Credit quality has started returning to more normal levels in recent months — particularly at subprime lenders — but rates of delinquencies and charge-offs remain significantly below where they were before the pandemic.
The credit card issuer Synchrony Financial is “not seeing stress” in its portfolio as credit conditions gradually return to more normal levels, Chief Financial Officer Brian Wenzel said in a recent interview.
“The consumer is in a great position to deal with some of the uncertainty that’s happening today,” Wenzel said.
Credit normalization has proceeded “very much in line with our expectations,” Discover Financial Services President and CEO Roger Hochschild said in an interview last week. The company’s net charge-off rate inched up to 1.61% in the first quarter, though it remained far below the 3.19% rate the company reported at the end of 2019.
The bulk of Discover’s business is issuing credit cards, but the company also has a sizable private student loan portfolio.
The ongoing student loan moratorium has helped keep payment rates on other loans elevated and provided a “modest benefit” to credit metrics, Hochschild told analysts last week. If the moratorium expires, Discover does not expect to see significant impacts on credit quality, he said.

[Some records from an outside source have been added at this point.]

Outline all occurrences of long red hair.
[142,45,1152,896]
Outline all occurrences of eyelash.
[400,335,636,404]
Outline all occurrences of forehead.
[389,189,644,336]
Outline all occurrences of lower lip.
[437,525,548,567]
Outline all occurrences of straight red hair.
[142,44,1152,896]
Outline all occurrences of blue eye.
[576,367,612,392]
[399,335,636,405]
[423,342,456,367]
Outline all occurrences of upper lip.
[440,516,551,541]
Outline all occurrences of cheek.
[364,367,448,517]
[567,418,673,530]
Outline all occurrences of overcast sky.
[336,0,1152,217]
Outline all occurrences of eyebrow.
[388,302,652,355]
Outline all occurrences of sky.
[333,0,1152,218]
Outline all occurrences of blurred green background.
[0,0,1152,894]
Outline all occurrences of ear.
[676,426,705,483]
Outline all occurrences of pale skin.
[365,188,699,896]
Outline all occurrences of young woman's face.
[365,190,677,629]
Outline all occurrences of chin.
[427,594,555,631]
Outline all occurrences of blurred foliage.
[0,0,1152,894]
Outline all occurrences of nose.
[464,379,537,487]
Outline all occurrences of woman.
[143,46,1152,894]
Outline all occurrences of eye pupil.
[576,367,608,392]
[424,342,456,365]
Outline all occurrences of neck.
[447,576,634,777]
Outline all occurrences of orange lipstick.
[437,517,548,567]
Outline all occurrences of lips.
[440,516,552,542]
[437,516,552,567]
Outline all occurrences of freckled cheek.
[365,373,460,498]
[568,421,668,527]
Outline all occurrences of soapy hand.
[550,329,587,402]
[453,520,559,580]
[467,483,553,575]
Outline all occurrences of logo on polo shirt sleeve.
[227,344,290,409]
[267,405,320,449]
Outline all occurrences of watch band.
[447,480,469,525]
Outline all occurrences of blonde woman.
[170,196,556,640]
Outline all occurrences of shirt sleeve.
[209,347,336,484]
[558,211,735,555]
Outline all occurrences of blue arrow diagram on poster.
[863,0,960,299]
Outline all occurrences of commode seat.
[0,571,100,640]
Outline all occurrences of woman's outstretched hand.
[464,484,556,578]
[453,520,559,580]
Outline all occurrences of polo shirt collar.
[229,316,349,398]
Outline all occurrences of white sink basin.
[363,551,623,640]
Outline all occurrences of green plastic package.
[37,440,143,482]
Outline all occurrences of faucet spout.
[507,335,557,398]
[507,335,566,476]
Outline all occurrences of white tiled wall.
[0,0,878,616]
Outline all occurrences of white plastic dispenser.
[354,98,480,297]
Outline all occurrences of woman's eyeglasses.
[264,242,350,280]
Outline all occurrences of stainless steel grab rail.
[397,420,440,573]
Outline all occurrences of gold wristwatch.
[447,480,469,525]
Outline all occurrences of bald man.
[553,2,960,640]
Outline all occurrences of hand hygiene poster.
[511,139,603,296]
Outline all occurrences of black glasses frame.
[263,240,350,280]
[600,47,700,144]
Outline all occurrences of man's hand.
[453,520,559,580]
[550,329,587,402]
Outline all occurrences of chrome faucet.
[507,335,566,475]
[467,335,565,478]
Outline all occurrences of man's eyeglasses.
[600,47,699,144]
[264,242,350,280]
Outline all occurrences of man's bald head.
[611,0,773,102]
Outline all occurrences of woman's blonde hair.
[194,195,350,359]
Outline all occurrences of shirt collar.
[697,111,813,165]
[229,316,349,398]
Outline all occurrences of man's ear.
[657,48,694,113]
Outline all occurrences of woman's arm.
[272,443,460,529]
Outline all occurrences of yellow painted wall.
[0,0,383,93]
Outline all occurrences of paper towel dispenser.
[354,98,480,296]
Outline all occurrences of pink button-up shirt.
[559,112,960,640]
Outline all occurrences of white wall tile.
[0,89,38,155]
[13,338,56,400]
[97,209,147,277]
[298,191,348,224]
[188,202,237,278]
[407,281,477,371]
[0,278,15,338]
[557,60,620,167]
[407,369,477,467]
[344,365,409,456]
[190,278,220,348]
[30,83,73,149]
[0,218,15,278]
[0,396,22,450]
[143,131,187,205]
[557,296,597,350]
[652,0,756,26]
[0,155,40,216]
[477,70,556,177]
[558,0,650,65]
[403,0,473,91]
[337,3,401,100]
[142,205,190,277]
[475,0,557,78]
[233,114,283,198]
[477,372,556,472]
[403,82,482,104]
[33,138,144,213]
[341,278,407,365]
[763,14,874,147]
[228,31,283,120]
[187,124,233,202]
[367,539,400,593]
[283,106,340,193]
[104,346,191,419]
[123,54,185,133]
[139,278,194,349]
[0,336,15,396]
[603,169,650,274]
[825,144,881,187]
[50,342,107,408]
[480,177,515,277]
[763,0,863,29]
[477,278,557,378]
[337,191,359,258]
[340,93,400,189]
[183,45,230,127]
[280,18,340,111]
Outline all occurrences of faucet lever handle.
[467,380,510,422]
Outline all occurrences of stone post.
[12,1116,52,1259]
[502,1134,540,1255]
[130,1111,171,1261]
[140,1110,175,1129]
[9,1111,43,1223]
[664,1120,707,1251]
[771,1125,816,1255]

For Sallie Mae, the nation’s largest private student lender, loan forgiveness or another extension of the moratorium should provide “marginal credit quality benefits,” CEO Jonathan Witter said on an earnings call.
But the moratorium and the potential for government action on loan forgiveness is also holding down demand for student loan refinancing, according to Jack Remondi, CEO of the private student lender Navient.

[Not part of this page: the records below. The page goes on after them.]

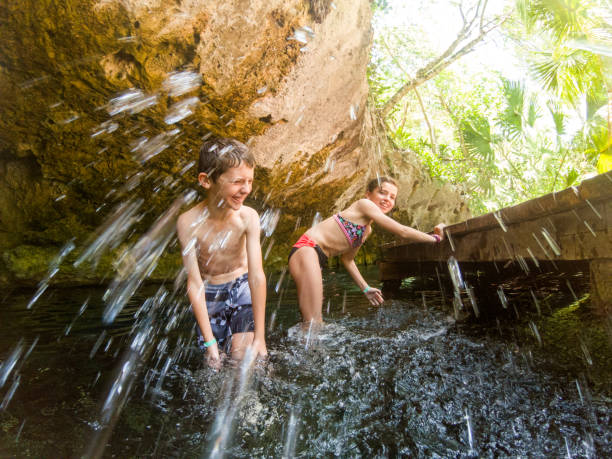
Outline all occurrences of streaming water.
[0,265,612,457]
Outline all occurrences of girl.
[289,177,445,322]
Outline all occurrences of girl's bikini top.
[334,214,367,249]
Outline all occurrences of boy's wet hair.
[367,177,397,193]
[198,137,255,182]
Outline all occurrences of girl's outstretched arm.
[357,199,444,242]
[340,228,384,306]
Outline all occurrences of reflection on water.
[0,271,612,457]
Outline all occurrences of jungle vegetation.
[368,0,612,214]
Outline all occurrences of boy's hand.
[252,339,268,357]
[365,287,385,306]
[434,223,446,241]
[206,343,221,370]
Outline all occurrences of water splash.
[493,210,508,233]
[541,228,561,256]
[287,26,315,45]
[103,190,197,323]
[259,207,281,237]
[162,70,202,97]
[74,198,144,267]
[529,320,542,347]
[26,240,75,309]
[164,97,200,124]
[0,338,24,388]
[497,286,508,309]
[282,406,301,459]
[446,255,465,292]
[106,88,157,116]
[130,129,181,164]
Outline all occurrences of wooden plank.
[381,173,612,280]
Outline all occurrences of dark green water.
[0,270,612,457]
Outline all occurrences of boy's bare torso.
[179,202,248,284]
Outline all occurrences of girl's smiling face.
[366,182,397,214]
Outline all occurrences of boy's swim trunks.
[198,273,255,352]
[287,234,327,269]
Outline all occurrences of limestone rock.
[0,0,463,283]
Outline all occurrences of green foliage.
[368,0,610,213]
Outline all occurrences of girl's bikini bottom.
[287,234,327,270]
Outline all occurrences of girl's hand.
[206,343,221,370]
[365,287,385,306]
[434,223,446,241]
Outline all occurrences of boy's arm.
[176,214,219,360]
[246,209,268,356]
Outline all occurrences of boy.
[176,138,267,368]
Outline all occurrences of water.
[0,270,612,457]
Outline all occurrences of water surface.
[0,270,612,457]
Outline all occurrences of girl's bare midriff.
[306,204,370,257]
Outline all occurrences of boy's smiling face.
[198,162,254,210]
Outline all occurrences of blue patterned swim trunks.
[197,273,255,352]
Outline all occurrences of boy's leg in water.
[231,332,255,360]
[289,247,323,324]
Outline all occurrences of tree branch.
[414,87,438,156]
[381,7,510,117]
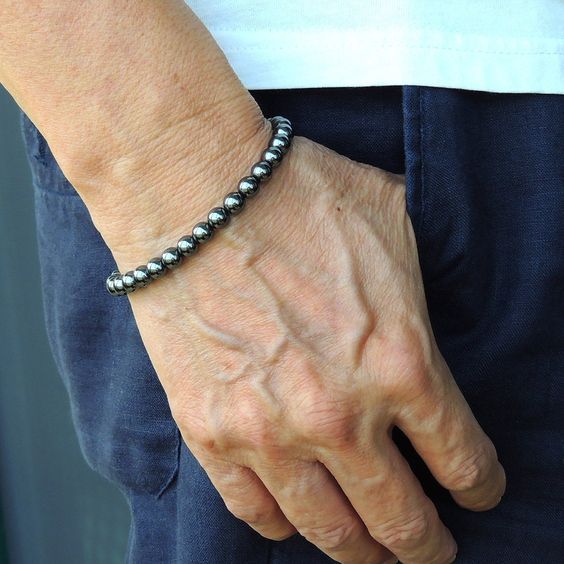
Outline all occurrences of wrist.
[78,101,272,268]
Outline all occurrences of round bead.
[147,257,166,278]
[238,176,259,198]
[270,135,290,153]
[251,161,272,182]
[121,270,135,294]
[106,271,118,296]
[272,123,294,139]
[192,221,213,243]
[208,208,229,229]
[133,264,151,288]
[161,247,182,269]
[262,147,283,167]
[114,276,126,296]
[268,116,291,128]
[180,235,202,256]
[223,192,245,215]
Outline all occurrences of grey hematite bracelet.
[106,116,293,296]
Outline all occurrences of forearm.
[0,0,265,250]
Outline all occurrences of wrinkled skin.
[83,131,505,564]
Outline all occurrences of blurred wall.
[0,87,129,564]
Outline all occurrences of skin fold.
[0,0,505,564]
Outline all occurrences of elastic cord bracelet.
[106,116,293,296]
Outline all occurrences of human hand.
[86,128,504,564]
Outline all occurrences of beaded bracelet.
[106,116,293,296]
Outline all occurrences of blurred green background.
[0,87,129,564]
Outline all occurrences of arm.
[0,0,504,563]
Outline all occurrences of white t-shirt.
[186,0,564,94]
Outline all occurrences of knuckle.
[299,516,360,551]
[225,500,274,528]
[296,395,356,446]
[371,510,430,547]
[373,322,434,400]
[446,444,497,491]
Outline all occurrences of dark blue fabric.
[19,87,564,564]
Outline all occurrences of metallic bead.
[121,270,135,294]
[114,275,126,296]
[180,235,202,256]
[161,247,182,269]
[223,192,245,215]
[251,161,272,182]
[208,208,229,229]
[106,270,119,296]
[272,124,294,139]
[270,135,290,153]
[238,176,259,198]
[133,264,151,288]
[192,221,213,243]
[147,257,166,278]
[262,147,284,167]
[268,116,291,128]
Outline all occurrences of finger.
[396,353,505,511]
[256,461,396,563]
[197,455,296,540]
[320,435,456,564]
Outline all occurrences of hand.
[90,136,504,564]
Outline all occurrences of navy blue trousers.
[23,87,564,564]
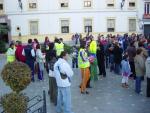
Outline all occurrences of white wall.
[5,0,144,36]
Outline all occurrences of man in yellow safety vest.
[6,43,16,62]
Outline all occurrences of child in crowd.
[145,51,150,97]
[36,44,45,80]
[121,54,131,88]
[72,46,78,68]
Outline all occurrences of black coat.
[96,45,105,63]
[113,46,123,64]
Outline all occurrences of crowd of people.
[7,33,150,113]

“What it does is it causes borrowers who have graduated and may have looked to refi their loans to sit and pause while they wait and see what the administration may or may not do here,” Remondi told analysts last week.
A similar trend is unfolding at the fintech SoFi, which also refinances student loans.
The ongoing moratorium and the potential for loan forgiveness are “temporary headwinds” that are holding down demand for student loan refinancing at SoFi, Wedbush Securities analyst David Chiaverini wrote in a research note Monday.
SoFi focuses on customers with annual incomes of over $100,000, Chiaverini noted, so any efforts by the Biden administration to target the benefits of loan forgiveness to low- and middle-income earners would diminish the plan’s impact on the San Francisco lender.